In an exclusive interview with Public Works Senior Editor Michael Fielding during last week's StormCon conference, AMEC Earth & Environmental Vice President Andrew Reese discusses the industry's fundamental shift in priorities.
1) You were one of six panelists who contemplated "The Future of Stormwater" in Tuesday's opening session. What are the top three trends facing stormwater utilities?
The shift toward green infrastructure for volume-based treatment. It's being driven by an increasingly sustainable culture, the belief that infiltration is the way to go because it's cost-effective, and public acceptance of multifunctional designs.

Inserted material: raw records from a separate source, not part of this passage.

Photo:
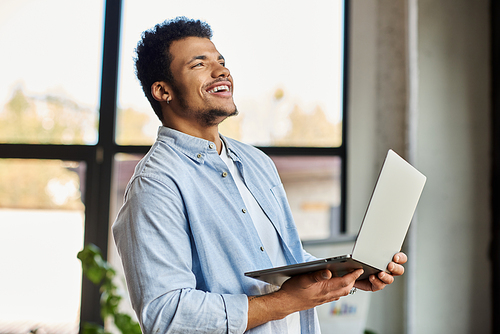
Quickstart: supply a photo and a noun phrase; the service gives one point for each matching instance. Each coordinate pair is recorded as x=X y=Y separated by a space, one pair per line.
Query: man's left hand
x=382 y=279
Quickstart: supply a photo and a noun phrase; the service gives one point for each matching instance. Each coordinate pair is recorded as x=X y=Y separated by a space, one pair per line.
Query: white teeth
x=219 y=88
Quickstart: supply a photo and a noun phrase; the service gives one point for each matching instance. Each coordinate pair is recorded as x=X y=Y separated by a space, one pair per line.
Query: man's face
x=203 y=86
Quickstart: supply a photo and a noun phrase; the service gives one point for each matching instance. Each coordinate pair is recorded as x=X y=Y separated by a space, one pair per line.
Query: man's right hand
x=300 y=292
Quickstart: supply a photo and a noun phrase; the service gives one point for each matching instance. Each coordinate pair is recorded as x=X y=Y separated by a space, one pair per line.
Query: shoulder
x=249 y=151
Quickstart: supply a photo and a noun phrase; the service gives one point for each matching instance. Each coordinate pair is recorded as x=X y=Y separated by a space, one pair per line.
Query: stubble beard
x=206 y=116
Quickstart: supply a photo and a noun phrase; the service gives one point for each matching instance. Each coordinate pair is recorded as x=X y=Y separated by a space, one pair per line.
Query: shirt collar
x=195 y=148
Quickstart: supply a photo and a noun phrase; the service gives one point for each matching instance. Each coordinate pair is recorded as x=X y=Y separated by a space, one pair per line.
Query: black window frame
x=99 y=158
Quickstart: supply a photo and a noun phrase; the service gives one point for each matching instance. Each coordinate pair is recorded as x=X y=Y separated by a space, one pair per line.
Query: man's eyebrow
x=203 y=57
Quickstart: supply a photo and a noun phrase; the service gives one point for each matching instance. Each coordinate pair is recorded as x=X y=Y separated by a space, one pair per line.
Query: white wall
x=452 y=274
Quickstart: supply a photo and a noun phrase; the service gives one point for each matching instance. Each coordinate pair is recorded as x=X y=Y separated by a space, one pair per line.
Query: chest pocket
x=285 y=212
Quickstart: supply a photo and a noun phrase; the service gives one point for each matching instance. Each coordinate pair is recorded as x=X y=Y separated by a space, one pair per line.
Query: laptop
x=382 y=232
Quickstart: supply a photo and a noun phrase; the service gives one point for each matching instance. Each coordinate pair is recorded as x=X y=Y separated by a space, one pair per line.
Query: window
x=71 y=132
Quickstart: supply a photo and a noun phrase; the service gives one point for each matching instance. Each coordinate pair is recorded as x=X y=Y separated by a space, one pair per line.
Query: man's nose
x=221 y=71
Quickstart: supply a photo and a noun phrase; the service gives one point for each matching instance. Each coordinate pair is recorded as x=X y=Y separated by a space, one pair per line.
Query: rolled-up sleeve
x=153 y=238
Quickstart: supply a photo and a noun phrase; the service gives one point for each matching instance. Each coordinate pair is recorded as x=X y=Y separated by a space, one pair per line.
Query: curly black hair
x=152 y=61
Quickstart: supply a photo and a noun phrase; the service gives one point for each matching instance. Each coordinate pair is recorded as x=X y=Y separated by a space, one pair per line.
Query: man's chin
x=216 y=116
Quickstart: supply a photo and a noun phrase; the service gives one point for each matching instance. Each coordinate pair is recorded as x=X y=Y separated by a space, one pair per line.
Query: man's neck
x=210 y=133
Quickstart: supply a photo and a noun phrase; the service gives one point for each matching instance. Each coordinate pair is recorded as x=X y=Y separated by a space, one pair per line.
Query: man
x=202 y=209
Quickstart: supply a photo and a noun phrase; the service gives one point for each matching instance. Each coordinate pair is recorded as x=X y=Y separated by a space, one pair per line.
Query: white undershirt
x=264 y=227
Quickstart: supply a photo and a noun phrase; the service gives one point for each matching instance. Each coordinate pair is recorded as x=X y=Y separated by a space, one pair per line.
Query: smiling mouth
x=221 y=88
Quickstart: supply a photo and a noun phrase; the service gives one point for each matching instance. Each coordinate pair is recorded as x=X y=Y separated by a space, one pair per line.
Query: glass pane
x=312 y=185
x=41 y=232
x=50 y=68
x=286 y=63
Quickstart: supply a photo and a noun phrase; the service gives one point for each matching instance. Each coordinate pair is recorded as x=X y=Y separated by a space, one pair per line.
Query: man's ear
x=161 y=91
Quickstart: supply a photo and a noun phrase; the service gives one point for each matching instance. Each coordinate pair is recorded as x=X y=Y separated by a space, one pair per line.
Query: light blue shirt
x=186 y=239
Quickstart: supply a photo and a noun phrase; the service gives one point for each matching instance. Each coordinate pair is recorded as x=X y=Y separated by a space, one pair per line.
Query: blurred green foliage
x=100 y=272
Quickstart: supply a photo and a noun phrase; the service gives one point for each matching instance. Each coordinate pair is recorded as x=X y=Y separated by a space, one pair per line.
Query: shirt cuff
x=236 y=312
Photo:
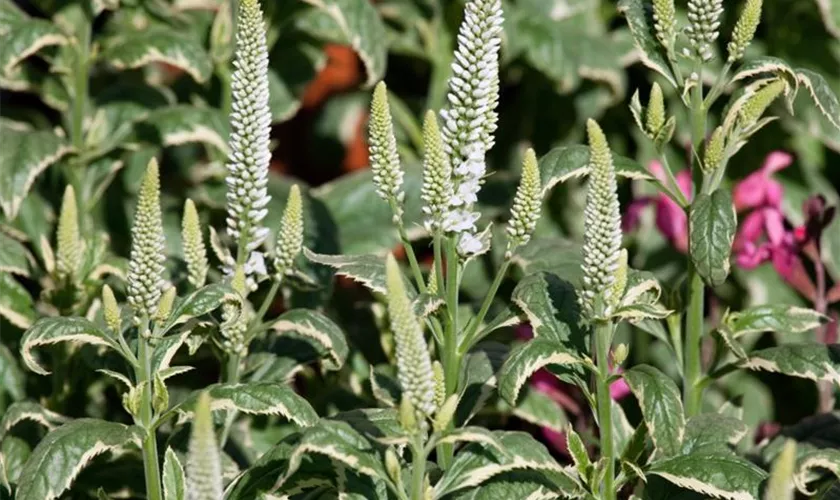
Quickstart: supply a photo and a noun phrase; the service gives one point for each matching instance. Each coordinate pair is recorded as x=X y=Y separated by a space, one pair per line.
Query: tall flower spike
x=69 y=251
x=602 y=224
x=250 y=120
x=744 y=30
x=145 y=266
x=704 y=25
x=290 y=236
x=384 y=160
x=414 y=366
x=470 y=120
x=437 y=175
x=527 y=204
x=204 y=465
x=665 y=21
x=195 y=253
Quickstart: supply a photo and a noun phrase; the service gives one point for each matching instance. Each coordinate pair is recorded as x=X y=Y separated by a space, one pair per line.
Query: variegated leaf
x=255 y=398
x=64 y=452
x=526 y=359
x=21 y=411
x=720 y=476
x=812 y=361
x=24 y=155
x=661 y=405
x=317 y=329
x=570 y=162
x=15 y=303
x=167 y=46
x=47 y=331
x=779 y=318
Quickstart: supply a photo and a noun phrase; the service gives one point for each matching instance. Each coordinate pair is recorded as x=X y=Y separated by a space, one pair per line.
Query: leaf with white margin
x=340 y=442
x=720 y=476
x=173 y=477
x=355 y=23
x=827 y=459
x=811 y=361
x=526 y=359
x=24 y=410
x=25 y=38
x=712 y=433
x=199 y=303
x=24 y=155
x=15 y=303
x=64 y=452
x=160 y=46
x=641 y=26
x=661 y=405
x=319 y=330
x=571 y=162
x=13 y=256
x=821 y=94
x=255 y=398
x=773 y=318
x=478 y=463
x=47 y=331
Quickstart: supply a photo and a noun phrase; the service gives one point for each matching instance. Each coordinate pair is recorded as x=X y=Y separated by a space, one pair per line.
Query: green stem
x=154 y=490
x=603 y=337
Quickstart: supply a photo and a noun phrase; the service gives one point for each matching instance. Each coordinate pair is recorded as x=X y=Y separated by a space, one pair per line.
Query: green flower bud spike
x=384 y=160
x=204 y=465
x=436 y=192
x=290 y=237
x=69 y=251
x=655 y=114
x=602 y=225
x=110 y=309
x=145 y=266
x=715 y=150
x=665 y=22
x=195 y=253
x=744 y=30
x=527 y=204
x=756 y=105
x=414 y=366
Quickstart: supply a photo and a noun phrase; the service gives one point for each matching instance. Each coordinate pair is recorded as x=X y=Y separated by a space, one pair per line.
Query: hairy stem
x=154 y=490
x=603 y=337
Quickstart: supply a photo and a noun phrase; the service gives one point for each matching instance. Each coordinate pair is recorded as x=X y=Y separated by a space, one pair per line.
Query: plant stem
x=603 y=337
x=154 y=491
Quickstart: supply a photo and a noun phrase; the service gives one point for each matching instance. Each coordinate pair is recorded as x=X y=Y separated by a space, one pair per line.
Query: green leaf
x=779 y=318
x=173 y=477
x=812 y=361
x=821 y=94
x=641 y=25
x=62 y=454
x=571 y=162
x=659 y=400
x=168 y=46
x=13 y=256
x=317 y=329
x=255 y=398
x=47 y=331
x=15 y=303
x=712 y=433
x=26 y=37
x=355 y=23
x=199 y=303
x=712 y=227
x=24 y=155
x=18 y=412
x=478 y=463
x=526 y=359
x=720 y=476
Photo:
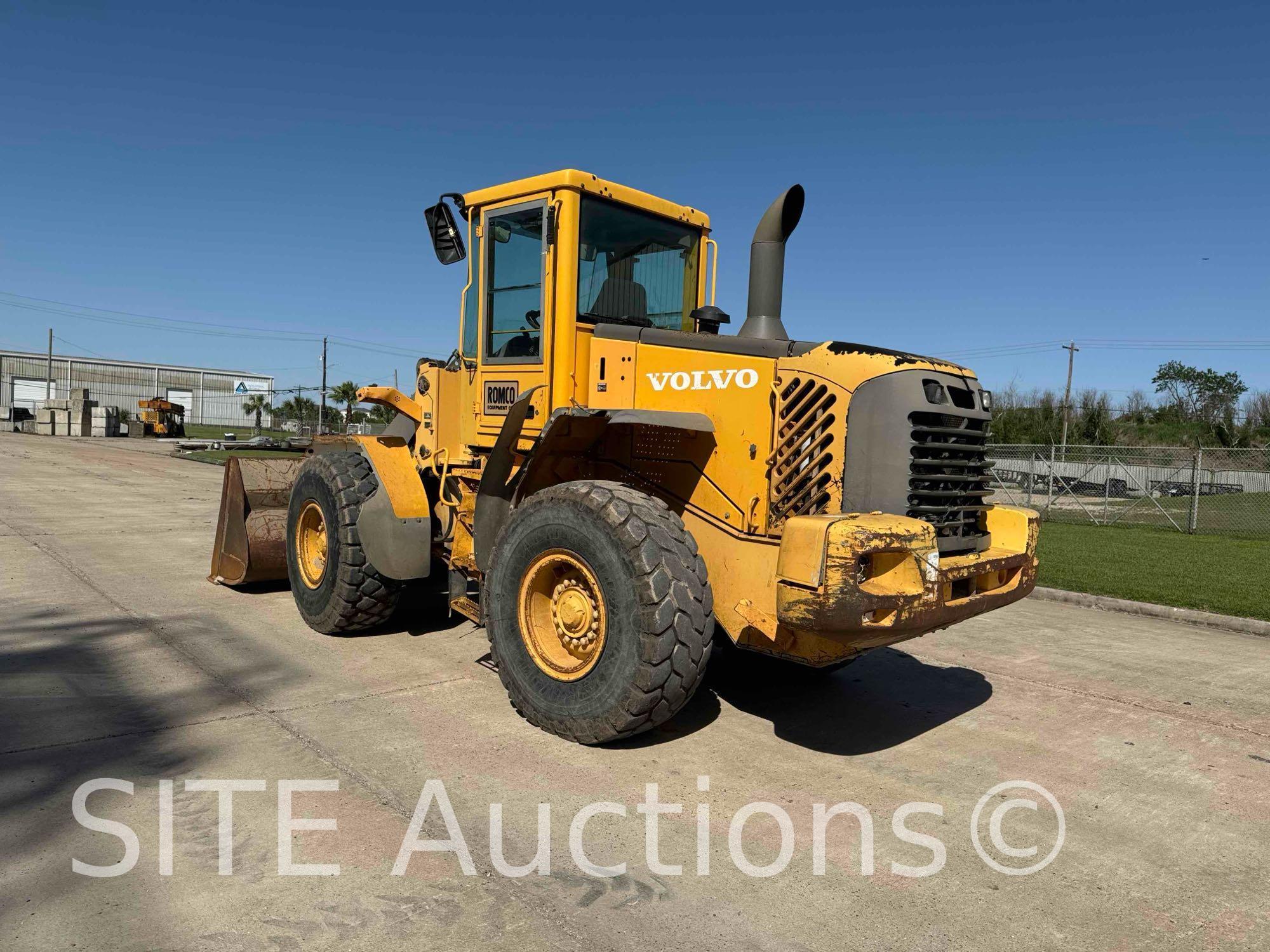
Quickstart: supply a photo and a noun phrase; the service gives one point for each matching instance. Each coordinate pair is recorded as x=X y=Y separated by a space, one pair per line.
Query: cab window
x=636 y=267
x=514 y=275
x=472 y=298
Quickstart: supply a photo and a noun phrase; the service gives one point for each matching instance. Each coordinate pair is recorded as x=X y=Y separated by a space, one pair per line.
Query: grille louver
x=948 y=473
x=803 y=477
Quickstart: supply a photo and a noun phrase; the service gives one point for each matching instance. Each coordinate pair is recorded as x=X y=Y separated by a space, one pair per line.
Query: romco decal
x=704 y=380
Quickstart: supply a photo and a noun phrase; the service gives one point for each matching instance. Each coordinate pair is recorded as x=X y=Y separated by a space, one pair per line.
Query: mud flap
x=252 y=529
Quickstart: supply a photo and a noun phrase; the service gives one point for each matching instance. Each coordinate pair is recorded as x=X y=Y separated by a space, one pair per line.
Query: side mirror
x=446 y=239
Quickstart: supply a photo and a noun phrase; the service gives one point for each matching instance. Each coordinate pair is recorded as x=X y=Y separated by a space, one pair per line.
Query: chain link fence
x=215 y=402
x=1216 y=492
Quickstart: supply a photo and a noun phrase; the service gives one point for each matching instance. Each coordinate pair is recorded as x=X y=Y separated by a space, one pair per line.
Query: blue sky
x=979 y=175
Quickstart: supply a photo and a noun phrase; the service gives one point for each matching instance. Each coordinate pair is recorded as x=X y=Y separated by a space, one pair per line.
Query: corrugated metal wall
x=214 y=398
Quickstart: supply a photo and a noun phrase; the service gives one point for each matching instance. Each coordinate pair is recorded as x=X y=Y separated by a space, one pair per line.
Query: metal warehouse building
x=209 y=395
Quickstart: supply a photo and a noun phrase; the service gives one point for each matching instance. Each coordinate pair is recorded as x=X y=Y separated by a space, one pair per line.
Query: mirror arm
x=458 y=199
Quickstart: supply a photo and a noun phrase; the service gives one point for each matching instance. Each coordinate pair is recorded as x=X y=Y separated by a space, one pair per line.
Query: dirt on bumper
x=854 y=582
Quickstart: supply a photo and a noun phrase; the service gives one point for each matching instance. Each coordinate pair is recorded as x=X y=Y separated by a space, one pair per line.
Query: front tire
x=336 y=588
x=599 y=611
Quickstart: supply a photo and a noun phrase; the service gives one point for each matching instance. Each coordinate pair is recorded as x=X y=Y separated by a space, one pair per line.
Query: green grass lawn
x=220 y=456
x=1211 y=573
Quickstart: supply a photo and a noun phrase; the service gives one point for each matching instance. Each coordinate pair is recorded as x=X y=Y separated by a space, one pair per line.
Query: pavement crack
x=239 y=717
x=1127 y=703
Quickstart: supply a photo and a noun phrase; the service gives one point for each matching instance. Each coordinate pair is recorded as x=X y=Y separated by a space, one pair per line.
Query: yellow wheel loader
x=609 y=480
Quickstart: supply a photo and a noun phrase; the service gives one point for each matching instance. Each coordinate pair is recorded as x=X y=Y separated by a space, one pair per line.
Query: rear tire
x=653 y=595
x=344 y=592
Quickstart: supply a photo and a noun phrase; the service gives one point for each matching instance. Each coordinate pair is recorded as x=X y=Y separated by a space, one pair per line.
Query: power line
x=189 y=327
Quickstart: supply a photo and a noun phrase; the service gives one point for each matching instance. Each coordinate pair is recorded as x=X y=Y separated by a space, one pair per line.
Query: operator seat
x=524 y=345
x=620 y=298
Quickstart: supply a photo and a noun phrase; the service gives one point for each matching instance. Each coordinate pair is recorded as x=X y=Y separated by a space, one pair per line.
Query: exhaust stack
x=768 y=267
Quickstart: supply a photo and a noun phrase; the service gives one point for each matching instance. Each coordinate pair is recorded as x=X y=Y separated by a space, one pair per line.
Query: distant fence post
x=1050 y=483
x=1193 y=520
x=1107 y=489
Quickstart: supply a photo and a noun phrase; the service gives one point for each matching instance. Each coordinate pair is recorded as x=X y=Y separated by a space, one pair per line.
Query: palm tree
x=346 y=394
x=257 y=404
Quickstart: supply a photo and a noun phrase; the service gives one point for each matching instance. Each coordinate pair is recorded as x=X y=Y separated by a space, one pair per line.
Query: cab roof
x=585 y=182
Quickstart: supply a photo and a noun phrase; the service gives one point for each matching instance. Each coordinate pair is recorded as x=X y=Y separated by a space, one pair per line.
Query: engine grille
x=948 y=473
x=803 y=477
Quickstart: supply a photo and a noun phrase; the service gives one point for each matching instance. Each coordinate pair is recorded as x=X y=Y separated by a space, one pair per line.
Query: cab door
x=516 y=314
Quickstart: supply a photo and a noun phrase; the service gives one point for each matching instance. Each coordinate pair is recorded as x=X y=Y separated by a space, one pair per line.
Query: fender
x=575 y=430
x=396 y=525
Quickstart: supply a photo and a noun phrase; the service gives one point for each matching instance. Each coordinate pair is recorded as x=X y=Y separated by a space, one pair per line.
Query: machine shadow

There's also a shift to numeric standards like the 95% rule [in which EPA requires that developers prevent discharge from all rain events "equal to the 95th percentile rainfall event to the maximum extent technically feasible."]. We're talking about effluent-based requirements. Stormwater regulation is going to look more like wastewater, with a shift to measurable activities rather than measurable outcomes.
2) To what extent are public agencies justified in recouping compliance costs from developers and property owners through fees and separate stormwater utilities?
According to its recent National Pollutant Discharge Elimination System (NPDES) permit, Washington, D.C., must retrofit both publicly and privately owned developments to pervious surfaces. That means ripping up what's already out there, and that costs money.
In Massachusetts, EPA Region 1 is amending the residual designation for the Charles River to include privately owned impervious surfaces larger than two acres in NPDES permits.
EPA is using its authority to mandate that every single Wal-Mart get a permit as a discharger.
Such measures are analogous to asking private property owners to pay for their wastewater discharges, which they already do.
There are 1,300 stormwater utilities in the United States, and more are coming. The newer ones are going to focus more on water quality than controlling runoff.
3) How close is the industry to being able to accurately measure the effectiveness of best management practices (BMPs)?
We're already there. Except that, for example, certain BMPs can't treat dissolved metals. That's why monitoring is still ongoing.
4) The buzz these days is about sustainability, low-impact development, and BMPs. But obviously there still exists a need for traditional stormwater controls such as retention ponds, culverts, and other conveyance systems.
Moving forward, how do stormwater managers balance those two needs?
The traditional approaches were to address flood control and conveyance. The 1990s brought a new dimension to stormwater: pollution.
Now the stormwater manager's job is to balance competing drivers and competing needs: compliance vs. flooding and an aging system.